Randy, I had the good "fortune" of being put in the midst of you and Andy, the "dynamic duo," which you remained forever [your antics only increased with time!] in the 4th grade at Hill School, in Ms. Nest's class.  Do you recall?  Like you and others of us, I journeyed over to Robert E. Lee for the 5th and 6th grades.  Susan Williams,Jim Edge, and Hy Schwartzberger were in the 4th grade class with us.  Do you remember the reading circle?  While I liked Ms. Nest, my love of  reading was discouraged by her as I would wave my hand eagerly to read and she would always call on Jim and Susan. They were from the "North" [Pennsylvania, maybe New York/New England, too], As a 9 year old, I always thought she preferred their "northern" accents over mine, but they were also very bright. I have a photograph of you and Andy in that class with him on the front row, I think, and you behind him, if I remember correctly.  Our histories go back a ways!  We lost some of our Hill School group to George Wythe {Jim Edge recovered one of them!]. The bigger lot of us folded in at Tee Jay with the Westhampton group to form the class of '64. My closest friends at Lee/Hill were Mary Ellen Brannan, Dyan Kelly, Anne Abell, Sharon Smith, Jackie Harwood, and later, at Hill, Susan Trainer.  They were in the half year that moved up when "high" and "low" were eliminated.  They always "broke the path" for me going from Lee to Hill and then, Hill to Tee Jay and then, they "left me behind" when they graduated, and each time sadness would turn into delight getting to know those in my own grade even better!

Andy was a very special person, gifted and excelling in so many ways, including his endless "stream of comic" humor, whose life was cut too short.  You were his equal.  Together, you made quite a pair!!    


10/01/14 08:33 AM #7    

Randall Fortune

Betty Lee,

Thanks for your kind thoughts.

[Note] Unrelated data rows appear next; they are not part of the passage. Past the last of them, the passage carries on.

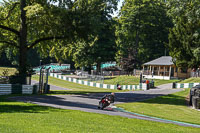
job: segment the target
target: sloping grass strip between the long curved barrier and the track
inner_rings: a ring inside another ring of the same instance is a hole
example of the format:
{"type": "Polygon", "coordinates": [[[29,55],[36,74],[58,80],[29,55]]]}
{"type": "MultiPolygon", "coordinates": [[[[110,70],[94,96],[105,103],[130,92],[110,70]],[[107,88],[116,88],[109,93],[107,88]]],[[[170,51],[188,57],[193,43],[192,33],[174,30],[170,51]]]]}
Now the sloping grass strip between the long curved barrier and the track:
{"type": "MultiPolygon", "coordinates": [[[[33,80],[39,80],[39,77],[34,75],[32,77],[33,80]]],[[[68,88],[71,90],[65,91],[51,91],[51,94],[85,94],[85,93],[102,93],[102,92],[119,92],[119,90],[112,90],[112,89],[103,89],[97,87],[91,87],[87,85],[81,85],[73,82],[69,82],[66,80],[57,79],[54,77],[49,76],[49,84],[68,88]]]]}

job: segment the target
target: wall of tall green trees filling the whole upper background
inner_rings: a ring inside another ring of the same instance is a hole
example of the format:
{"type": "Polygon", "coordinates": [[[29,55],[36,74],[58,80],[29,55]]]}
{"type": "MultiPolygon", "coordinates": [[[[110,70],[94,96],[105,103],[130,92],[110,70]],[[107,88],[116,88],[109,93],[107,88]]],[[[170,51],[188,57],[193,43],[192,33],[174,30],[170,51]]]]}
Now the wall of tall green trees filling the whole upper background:
{"type": "Polygon", "coordinates": [[[169,50],[178,67],[199,67],[199,0],[124,0],[113,18],[118,1],[3,0],[0,65],[26,75],[41,57],[98,71],[116,60],[132,72],[169,50]]]}

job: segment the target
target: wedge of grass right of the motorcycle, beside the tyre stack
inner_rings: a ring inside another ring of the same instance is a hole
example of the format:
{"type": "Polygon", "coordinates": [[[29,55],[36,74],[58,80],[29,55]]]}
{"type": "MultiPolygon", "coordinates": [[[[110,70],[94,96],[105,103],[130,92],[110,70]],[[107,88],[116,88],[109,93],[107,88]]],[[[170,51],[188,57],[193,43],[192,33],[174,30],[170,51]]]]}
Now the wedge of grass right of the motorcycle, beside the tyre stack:
{"type": "Polygon", "coordinates": [[[188,94],[189,89],[186,89],[168,96],[117,106],[135,113],[200,125],[200,111],[186,105],[185,99],[188,94]]]}

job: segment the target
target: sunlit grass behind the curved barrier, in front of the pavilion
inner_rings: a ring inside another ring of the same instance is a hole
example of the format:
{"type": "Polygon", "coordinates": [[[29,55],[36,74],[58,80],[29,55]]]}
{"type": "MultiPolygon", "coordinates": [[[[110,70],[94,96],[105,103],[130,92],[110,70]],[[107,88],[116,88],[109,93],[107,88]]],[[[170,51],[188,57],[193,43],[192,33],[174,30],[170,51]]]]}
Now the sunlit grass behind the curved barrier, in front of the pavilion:
{"type": "MultiPolygon", "coordinates": [[[[150,79],[151,81],[151,79],[150,79]]],[[[154,79],[154,84],[155,86],[162,85],[162,84],[167,84],[167,83],[172,83],[172,82],[177,82],[179,80],[159,80],[159,79],[154,79]]],[[[139,77],[135,76],[116,76],[113,78],[108,78],[104,80],[105,84],[120,84],[120,85],[138,85],[140,82],[139,77]]]]}

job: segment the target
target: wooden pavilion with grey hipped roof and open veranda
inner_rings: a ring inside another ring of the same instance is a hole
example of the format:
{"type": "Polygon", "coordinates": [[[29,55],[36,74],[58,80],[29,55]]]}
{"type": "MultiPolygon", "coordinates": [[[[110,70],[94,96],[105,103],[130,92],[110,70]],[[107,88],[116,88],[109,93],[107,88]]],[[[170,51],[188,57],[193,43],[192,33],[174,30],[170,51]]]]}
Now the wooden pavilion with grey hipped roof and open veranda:
{"type": "Polygon", "coordinates": [[[150,79],[189,78],[191,69],[177,68],[171,56],[162,56],[143,64],[143,76],[150,79]]]}

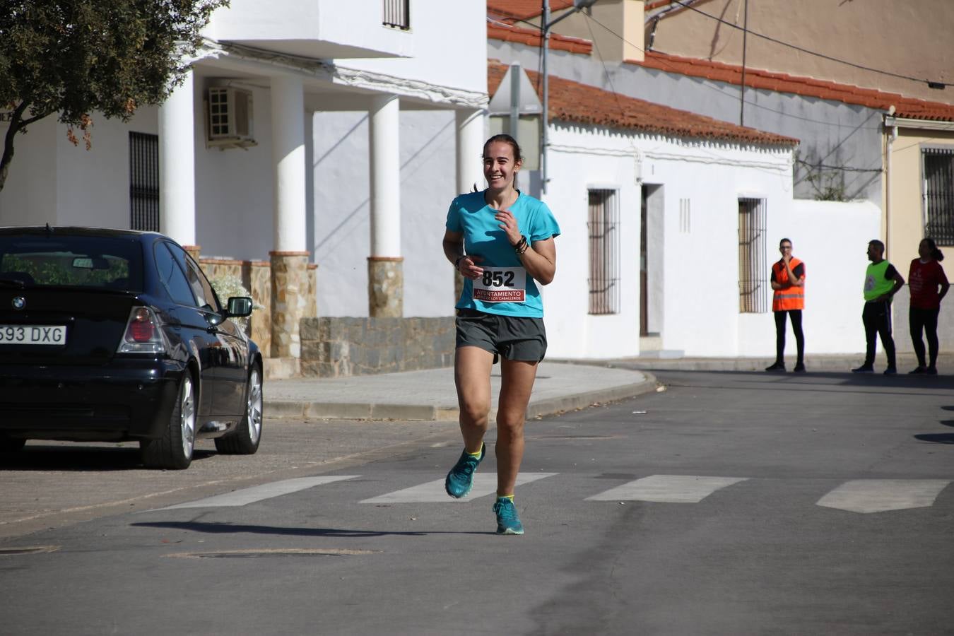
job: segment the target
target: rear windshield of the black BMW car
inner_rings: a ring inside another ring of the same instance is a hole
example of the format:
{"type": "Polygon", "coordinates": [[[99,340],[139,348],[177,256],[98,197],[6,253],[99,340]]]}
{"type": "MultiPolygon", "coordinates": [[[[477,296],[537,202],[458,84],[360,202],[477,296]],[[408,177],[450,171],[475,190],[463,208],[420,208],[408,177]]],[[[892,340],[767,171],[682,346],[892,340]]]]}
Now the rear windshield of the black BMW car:
{"type": "Polygon", "coordinates": [[[0,236],[0,280],[142,291],[142,248],[123,236],[0,236]]]}

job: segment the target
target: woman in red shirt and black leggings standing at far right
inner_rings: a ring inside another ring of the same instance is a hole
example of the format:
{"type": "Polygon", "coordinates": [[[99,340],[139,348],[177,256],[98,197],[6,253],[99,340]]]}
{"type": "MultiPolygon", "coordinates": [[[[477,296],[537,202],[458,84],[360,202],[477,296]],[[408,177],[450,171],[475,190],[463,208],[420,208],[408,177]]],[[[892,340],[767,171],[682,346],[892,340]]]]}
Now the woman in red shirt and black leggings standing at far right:
{"type": "Polygon", "coordinates": [[[907,281],[911,290],[911,308],[908,322],[911,326],[911,342],[918,356],[918,367],[910,373],[937,375],[938,362],[938,314],[941,312],[941,298],[947,293],[950,284],[944,276],[941,262],[944,254],[931,238],[923,238],[918,245],[920,258],[911,261],[907,281]],[[924,342],[921,333],[927,334],[927,353],[930,360],[925,364],[924,342]]]}

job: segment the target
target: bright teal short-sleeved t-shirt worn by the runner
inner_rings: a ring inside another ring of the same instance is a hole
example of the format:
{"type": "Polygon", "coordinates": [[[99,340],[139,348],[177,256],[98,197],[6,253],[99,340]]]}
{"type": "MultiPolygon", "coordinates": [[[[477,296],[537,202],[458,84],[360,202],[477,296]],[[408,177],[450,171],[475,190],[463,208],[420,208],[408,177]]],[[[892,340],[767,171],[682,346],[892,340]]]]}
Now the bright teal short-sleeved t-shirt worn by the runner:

You are correct that Andy was one-of-a-kind! By the way, do you have any idea where Susan Williams ended up? She's listed as one of the missing.  She was the prettiest girl at Hill! It would be nice to get her to attend this reunion.


10/02/14 01:04 PM #8    

Betty Lee Davis

I am glad the class of '64 can still count on you to be on the lookout for the pretty girls!  I don't know what happened to her.  My recollection is that she went to Wellsley College.  I know her family moved at some point and then came back.  I am not remembering if she left before we graduated or left and came back and then graduated. She and Diane Page were good friends at one point. I don't know if she would know where she is now.


10/09/14 08:50 PM #9    

Dyan Kelly

A Renaissance Man in a comic disguise. The world lost a most valuable player way too soon.

Dyan Kelly

 


10/28/15 12:37 PM #10    

Earl E. (Buddy) Cousins

Miss you Andy! So many funny stories, both sports and the "real world". Remember playing ball game and I'm in right field and you're (Andy) pitching and Spud and I were still arguing over if I got a hit or not, and you're (Andy) sitting down on the pitching rubber, blowing your nose, and yelling at me to catch the ball if it's hit to me. Then at Freeman when I was trying to punch some guy and Spud wanted to leave me, and you wouldn't let him on the team bus. The night I took you and Mike Kuper to my aunt and uncle's place on Oregon Hill, to get you guys some whiskey. That was so damn funny. Yeah. I can say it now, that attactive lady that walked up and kissed me was my aunt. OK. Now you know the rest of the story. Miss you my man, and all of your craziness.